Y C X et D E F épouse X n’ont pas constitué avocat.
La déclaration d’appel leur a été signifiée le 15 septembre 2020 selon les modalités de l’article 658 du code de procédure civile. Les conclusions de l’appelante leur ont été signifiées le 10 novembre 2020 selon les mêmes modalités. A défaut de justification de la réception par les intimés des lettres prévues par le texte précité, il sera statué par défaut.
L’ordonnance de clôture a été rendue le 16 mars 2021.
L’affaire, initialement fixée pour être plaidée à l’audience du 21 septembre 2021, a été renvoyée à l’audience du 4 janvier 2022 en raison de problèmes d’organisation de la juridiction.
Il est expressément renvoyé aux conclusions de l’appelante pour l’exposé exhaustif de ses moyens et prétentions.
MOTIFS DE LA DÉCISION
L’offre préalable de prêt ayant été régularisée le 10 octobre 2014, les articles du code de la consommation visés dans le présent arrêt s’entendent dans leur rédaction issue de la la loi n°2010-737 du 1er juillet 2010 et antérieure à l’entrée en vigueur de l’ordonnance n°2016-301 du 14 mars 2016 et du décret n°2016-884 du 29 juin 2016.
Le tribunal et l’appelante visent à tort l’article R.312-35 issu de ces dernières dispositions.
Sur la forclusion de l’action en paiement
Il résulte de l’article L.311-52 du code de la consommation que les actions en paiement engagées à l’occasion de la défaillance d’un emprunteur doivent êtres formées dans les 2 ans de l’événement qui leur a donné naissance, à peine de forclusion.
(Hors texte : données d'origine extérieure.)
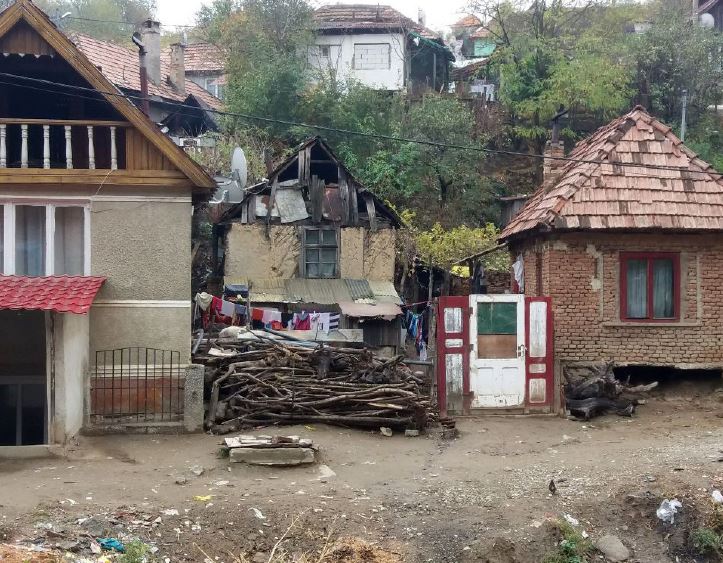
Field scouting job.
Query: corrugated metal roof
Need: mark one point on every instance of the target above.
(685, 195)
(320, 291)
Cet événement peut être notamment caractérisé par le 1er incident de paiement non régularisé.
L’appelante soutient que le premier juge a commis une erreur quant à la date du premier incident non régularisé qui serait en réalité le 15 avril 2018.
Toutefois, il résulte de l’historique du compte et des propres décomptes de la société Volkswagen Bank
GMBH qu’elle réclame le paiement de deux premières échéances impayées des 15 mars 2017 et 15 mai 2017 jamais régularisées.
Même en appliquant le principe d’imputation des paiements sur les dettes les plus anciennes d’égale nature prévu par l’article 1256 du code civil, les paiements ultérieurs appliqués à ces deux échéances, le premier impayé remonte au 15 février 2018 et l’action du prêteur est effectivement forclose.
Le jugement est confirmé, par substitution de motifs, en ce qu’il a déclaré irrecevable comme forclose l’action en paiement de la société Volkswagen Bank GMBH à l’égard des époux X.
Sur la demande de restitution du véhicule
A titre préliminaire, la Cour relève que la demande de fixation d’une astreinte est nouvelle en cause d’appel au regard des demandes du prêteur rappelées dans le jugement attaqué.
Il résulte des articles 2346 et 2347 du code civil qu’à défaut de paiement de la dette garantie, le créancier peut faire ordonner en justice la vente du bien gagé ou que le bien lui demeurera en paiement.
N’étant pas une action en paiement, l’action en remise d’un bien gagé n’est pas soumise à la forclusion biennale. En revanche, elle suppose l’existence d’une créance exigible au paiement de laquelle s’impute la valeur du bien gagé. Tel n’est pas le cas en l’espèce dès lors que le prêteur est forclos pour obtenir un titre de paiement. En conséquence, l’appelante ne peut qu’être déboutée de sa demande de restitution du véhicule
Sur les autres demandes
La société Volkswagen Bank GMBH, partie perdante, supporte les dépens et conserve la charge des frais irrépétibles qu’elle a exposés.
PAR CES MOTIFS :
La Cour,
Confirme en toutes ses dispositions, par substitution de motifs, le jugement prononcé le 10 juillet 2020 par le tribunal de proximité de Montbrison,
Condamne la société Volkswagen Bank GMBH aux dépens d’appel.